Three weeks in the midwest and it’s been all about managing expectations of weather. Early on I was telling a local gentleman that I heard bad Spring weather was coming our way and how I missed a good storm and couldn’t wait for it to get here already. He looked at me like I was nuts. He told me to be careful what I wished for. He turned away.
Since our move to the west coast — with our Midwestern family and friends opining on the dangers of earthquakes and joking about California falling into the ocean — I’ve missed hearing a good thunder crash, missed seeing the bold flashes of light across a daytime sky that can go dark at three in the afternoon and set you back with a scare. When I was little, my grandmother loved sitting out on the front porch swing and telling scary stories while we waited for the Missouri storms to come. Storms were the perfect background for what she liked to spin, stories full of vampires and werewolves and dark castles with coffins in locked chambers and lightening flashing outside too-tall windows. Candles would be blown out by unexpected winds (ghosts). Lights would flicker and go out (more ghosts). The men in Grandma’s stories were charming but hiding madness and evil secrets. But the women. The women in my grandmother’s stories were always young, always unusually beautiful, always desired and even craved by the devils (man and ghost) who came to call during the rage of a storm. The women would use the storm flashes and lack of light to hide, to show their smarts and cleverness, to trick, to buy themselves more time, to escape. To save themselves.

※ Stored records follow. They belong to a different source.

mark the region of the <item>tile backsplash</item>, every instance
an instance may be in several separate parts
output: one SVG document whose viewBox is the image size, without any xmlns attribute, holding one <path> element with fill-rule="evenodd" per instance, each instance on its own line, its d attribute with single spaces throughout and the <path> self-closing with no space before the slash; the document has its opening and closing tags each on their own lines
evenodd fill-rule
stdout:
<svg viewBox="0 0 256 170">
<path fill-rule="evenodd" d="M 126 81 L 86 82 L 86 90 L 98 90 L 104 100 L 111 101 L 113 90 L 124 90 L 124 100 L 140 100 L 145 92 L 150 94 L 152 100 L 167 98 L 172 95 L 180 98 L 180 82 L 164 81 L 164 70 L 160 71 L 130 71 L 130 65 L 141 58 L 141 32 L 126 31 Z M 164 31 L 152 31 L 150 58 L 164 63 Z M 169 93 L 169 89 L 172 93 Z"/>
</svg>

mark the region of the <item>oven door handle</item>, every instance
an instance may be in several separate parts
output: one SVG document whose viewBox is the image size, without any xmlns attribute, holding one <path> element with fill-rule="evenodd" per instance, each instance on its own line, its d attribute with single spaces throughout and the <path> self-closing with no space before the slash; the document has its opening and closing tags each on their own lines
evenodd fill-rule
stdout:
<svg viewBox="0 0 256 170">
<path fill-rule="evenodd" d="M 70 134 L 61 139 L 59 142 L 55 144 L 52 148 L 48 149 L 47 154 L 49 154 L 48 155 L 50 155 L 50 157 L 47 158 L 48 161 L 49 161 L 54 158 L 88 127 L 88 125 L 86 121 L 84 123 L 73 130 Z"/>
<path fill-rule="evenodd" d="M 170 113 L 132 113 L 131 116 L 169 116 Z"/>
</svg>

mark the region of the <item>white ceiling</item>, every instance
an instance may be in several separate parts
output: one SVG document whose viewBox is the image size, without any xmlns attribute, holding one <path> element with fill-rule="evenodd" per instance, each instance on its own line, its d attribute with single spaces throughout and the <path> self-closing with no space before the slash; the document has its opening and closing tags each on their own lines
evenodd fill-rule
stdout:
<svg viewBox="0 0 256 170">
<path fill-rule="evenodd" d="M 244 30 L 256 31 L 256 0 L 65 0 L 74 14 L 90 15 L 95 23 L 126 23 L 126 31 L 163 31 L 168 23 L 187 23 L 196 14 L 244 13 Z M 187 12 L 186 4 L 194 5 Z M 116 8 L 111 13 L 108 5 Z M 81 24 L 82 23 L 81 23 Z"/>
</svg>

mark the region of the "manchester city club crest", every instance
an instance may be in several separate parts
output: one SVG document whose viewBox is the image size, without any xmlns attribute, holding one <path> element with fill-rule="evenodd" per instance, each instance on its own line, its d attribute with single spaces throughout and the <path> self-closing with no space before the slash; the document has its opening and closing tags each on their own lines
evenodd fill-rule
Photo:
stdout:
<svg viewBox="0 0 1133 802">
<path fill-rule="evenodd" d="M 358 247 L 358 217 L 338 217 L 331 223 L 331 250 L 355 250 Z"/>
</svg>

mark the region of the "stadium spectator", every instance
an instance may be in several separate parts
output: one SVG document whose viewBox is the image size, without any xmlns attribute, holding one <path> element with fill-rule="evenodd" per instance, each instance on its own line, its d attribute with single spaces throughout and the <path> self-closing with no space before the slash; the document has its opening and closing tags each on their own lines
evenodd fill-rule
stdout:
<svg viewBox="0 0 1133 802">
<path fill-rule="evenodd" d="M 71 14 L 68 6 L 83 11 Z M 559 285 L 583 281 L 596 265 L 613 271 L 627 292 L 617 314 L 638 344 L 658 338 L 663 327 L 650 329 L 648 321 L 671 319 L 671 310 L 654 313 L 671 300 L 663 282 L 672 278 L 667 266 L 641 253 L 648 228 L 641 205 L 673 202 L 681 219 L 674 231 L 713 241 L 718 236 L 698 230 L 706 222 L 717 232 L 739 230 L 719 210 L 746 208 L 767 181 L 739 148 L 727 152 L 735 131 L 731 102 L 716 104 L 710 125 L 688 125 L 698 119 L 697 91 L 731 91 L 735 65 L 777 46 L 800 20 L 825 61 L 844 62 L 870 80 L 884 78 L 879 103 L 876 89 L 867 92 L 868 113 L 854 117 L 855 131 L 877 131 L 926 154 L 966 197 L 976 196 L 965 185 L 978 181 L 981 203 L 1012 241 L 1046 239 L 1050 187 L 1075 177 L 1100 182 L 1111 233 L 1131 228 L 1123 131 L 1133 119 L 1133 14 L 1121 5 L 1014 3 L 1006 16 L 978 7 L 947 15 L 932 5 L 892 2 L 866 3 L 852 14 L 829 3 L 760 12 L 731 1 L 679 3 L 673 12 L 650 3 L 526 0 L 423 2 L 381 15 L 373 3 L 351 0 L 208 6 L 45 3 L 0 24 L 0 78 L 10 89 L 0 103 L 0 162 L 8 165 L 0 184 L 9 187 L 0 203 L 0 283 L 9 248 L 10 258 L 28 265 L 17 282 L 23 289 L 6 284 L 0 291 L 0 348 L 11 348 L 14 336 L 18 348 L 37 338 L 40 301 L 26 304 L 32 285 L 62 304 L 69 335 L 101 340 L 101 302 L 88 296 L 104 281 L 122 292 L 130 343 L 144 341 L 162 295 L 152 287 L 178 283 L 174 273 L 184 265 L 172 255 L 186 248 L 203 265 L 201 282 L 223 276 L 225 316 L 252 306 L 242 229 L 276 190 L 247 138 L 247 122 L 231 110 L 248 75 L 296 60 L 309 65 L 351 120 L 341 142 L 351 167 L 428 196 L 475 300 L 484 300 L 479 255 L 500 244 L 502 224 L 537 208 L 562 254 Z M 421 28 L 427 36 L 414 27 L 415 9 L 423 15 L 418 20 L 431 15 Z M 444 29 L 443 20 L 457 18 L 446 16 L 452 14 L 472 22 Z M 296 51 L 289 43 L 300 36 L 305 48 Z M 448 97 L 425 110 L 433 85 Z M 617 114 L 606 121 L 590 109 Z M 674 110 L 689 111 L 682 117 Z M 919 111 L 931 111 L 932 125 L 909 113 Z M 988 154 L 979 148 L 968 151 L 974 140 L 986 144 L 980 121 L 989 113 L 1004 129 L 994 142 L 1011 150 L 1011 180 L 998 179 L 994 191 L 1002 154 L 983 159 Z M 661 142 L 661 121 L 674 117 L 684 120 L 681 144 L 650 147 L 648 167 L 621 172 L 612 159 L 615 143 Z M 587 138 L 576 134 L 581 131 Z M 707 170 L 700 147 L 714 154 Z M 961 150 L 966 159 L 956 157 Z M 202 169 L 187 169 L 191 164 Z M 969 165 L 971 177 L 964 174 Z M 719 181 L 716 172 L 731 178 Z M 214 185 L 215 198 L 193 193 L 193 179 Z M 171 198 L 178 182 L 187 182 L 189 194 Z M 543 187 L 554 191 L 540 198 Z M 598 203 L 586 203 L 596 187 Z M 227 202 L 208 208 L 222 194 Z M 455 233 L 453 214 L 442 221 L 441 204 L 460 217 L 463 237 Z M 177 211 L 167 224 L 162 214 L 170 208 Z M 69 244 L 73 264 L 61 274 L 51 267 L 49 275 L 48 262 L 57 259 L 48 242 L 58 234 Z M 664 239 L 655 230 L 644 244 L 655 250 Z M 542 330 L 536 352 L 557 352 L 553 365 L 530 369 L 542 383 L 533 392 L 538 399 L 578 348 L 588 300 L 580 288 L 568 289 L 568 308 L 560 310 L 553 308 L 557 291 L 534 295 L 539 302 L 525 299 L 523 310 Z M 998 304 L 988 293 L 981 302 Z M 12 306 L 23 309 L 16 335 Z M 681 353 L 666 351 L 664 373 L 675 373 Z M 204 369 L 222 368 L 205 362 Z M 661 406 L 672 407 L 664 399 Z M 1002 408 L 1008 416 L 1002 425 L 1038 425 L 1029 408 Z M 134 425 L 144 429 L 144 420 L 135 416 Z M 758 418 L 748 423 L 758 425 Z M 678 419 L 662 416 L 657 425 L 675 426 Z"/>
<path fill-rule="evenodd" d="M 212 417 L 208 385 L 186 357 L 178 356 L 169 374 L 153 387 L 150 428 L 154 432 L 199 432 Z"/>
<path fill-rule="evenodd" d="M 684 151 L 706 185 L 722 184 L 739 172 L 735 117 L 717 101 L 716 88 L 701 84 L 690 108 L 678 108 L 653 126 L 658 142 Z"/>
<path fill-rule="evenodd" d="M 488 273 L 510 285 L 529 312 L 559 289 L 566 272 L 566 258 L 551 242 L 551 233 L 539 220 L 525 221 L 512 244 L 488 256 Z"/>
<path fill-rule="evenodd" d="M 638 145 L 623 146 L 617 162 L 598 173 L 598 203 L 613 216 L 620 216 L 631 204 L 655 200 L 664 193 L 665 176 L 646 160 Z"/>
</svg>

When my husband and I first got married, our house sat atop a hill. The bedroom was on the second floor, and when I knew a storm was coming I would run upstairs, like a kid, and call my mother and sit cross-legged in the middle of the bed and talk to her while I watched the sky turn darker and the treetops blow. Mom told me how Grandma, even when she was young, loved nothing better than to sit on the porch telling stories, waiting for a storm to blow in. Storms broke up the monotony of long, miserably hot, summer days. Storms cleared the air. Storms, in a strangely reliable way, brought the unexpected. Storms meant the whole family might have to run to the basement and huddle down, and being together like that meant not feeling so alone. Storms brought the chance to feel alive and, for a little while, escape a world controlled by my powerful grandfather — the charming madman with his secrets. A world that, to the beautiful women trapped in the house, often felt flat, and stuck, and dead. It’s only now, looking back, that I can see it was the women and the storms — never the vampires or the werewolves or the men — who held the all power.
I hate to admit it, but the local gentleman was right. These last few weeks have been exhausting, and even terrifying. In my last decade in California, I’ve experienced exactly one earthquake that lasted, maybe, 25 seconds. It was scary, yes, but one thing in 10 years feels like such a relief. I’m back in storm country and I’m tired of being awakened at 3 am (like last night) and running around the house with a flashlight checking for a flood. I’m tired of listening to the dog pant and pace because he knows to be scared. Storms have lost their pull on me. Now, when I hear the rumble of thunder rolling in, I worry and feel trapped. Now that I can’t call my mother from the second floor bedroom while I watch the sky go dark. Now that my grandmother is not longer here to tell me a story about a clever, beautiful young woman who knows exactly where to hide and how to escape. Now that I’m not the little girl, safe, or so my grandmother’s stories assured me, on the porch swing.